McCarran's positions on several key committees, most notably Appropriations and Judiciary, gave him significant influence that he used to obtain federal funding for Nevada. Outside of Nevada, McCarran had the reputation of a narrow-minded and parochial senator; the same reasons that made him unpopular outside of Nevada made him popular to Nevadans as he developed the reputation of a dogged fighter for Nevada's interests. McCarran repeatedly attempted via filibusters to force the federal government to stockpile silver, a measure that would have benefited Nevada where silver mining was a major industry, but was widely denounced outside of Nevada as a plan for wasteful spending designed only to benefit his state. After Pearl Harbor, McCarran made much in his Senate speeches to the Senate of the fact that most of American industry was concentrated in the Northeast and the Midwest, and argued that the federal government had a duty to ensure that war production was shifted to less industrialized states like Nevada.
When Felix Frankfurter became the second Supreme Court nominee to testify in person before the Judiciary Committee, and the first Jewish one, McCarran "used the occasion to launch a nasty, sneering attack on the nominee, filled with innuendo about Frankfurter's foreign origins and alleged radical associations."
McCarran was well known for his efforts at constituent services, often going to extraordinary lengths on behalf of Nevada residents who requested his aid. For instance, McCarran intervened to shield a teenager from Nevada who stole 150 volumes from the Library of Congress and mutilated hundreds of books. In 1942, McCarran pressured the State Department to engage in a prisoner exchange to return the son of a Reno couple who had been captured by the Japanese at Wake Island. McCarran's reputation as a man who could "get things done" translated into substantial support at the polls.

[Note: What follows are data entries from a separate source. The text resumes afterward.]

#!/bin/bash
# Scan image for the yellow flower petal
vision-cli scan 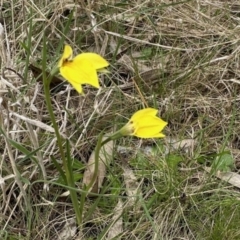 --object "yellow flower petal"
[130,108,158,121]
[120,108,167,138]
[58,45,109,93]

In the 1940s and 1950s, 40 percent of Senate bills had to first be approved by the Senate Judiciary committee, giving McCarran immense power as he could easily kill these bills in his committee. Other committee chairmen had the same powers over bills related to their fields, but the number of bills that had to be passed by the Judiciary Committee made McCarran far more influential than the other senate committee chairmen. Over time, McCarran used his position as chairman of the Judiciary Committee to engage in much deal-making that allowed him to collect a significant number of political "debts", making him one of the most powerful Senators. McCarran's conservative politics, which pitted him against first Roosevelt and then Harry S. Truman, frequently led to him being asked why he continued as a Democrat instead of defecting to the Republicans. In 1950, when McCarran was asked that question by a reporter, he responded: "I can do more good by staying in the Democratic Party and watching the lunatic fringe--the Roosevelt crowd". McCarran was against the plans of the Roosevelt and Truman administrations for federal health insurance and increased education spending; favored restricting the power of unions; was opposed to increased immigration, saying he did not want "undesirables from abroad" coming to America; and was against the United Nations, which he called "a haven for spies and Communists". As chairman of the Judiciary Committee, he appointed his friend, Senator James Eastland, a well known white supremacist and segregationist, as chairman of the Senate Subcommittee on Civil Rights. Such was McCarran's power that in July 1952, the liberal Washington Post newspaper declared in an article: "It sums the character of this congress to state an unquestionable fact: that its most important member was Patrick A. McCarran".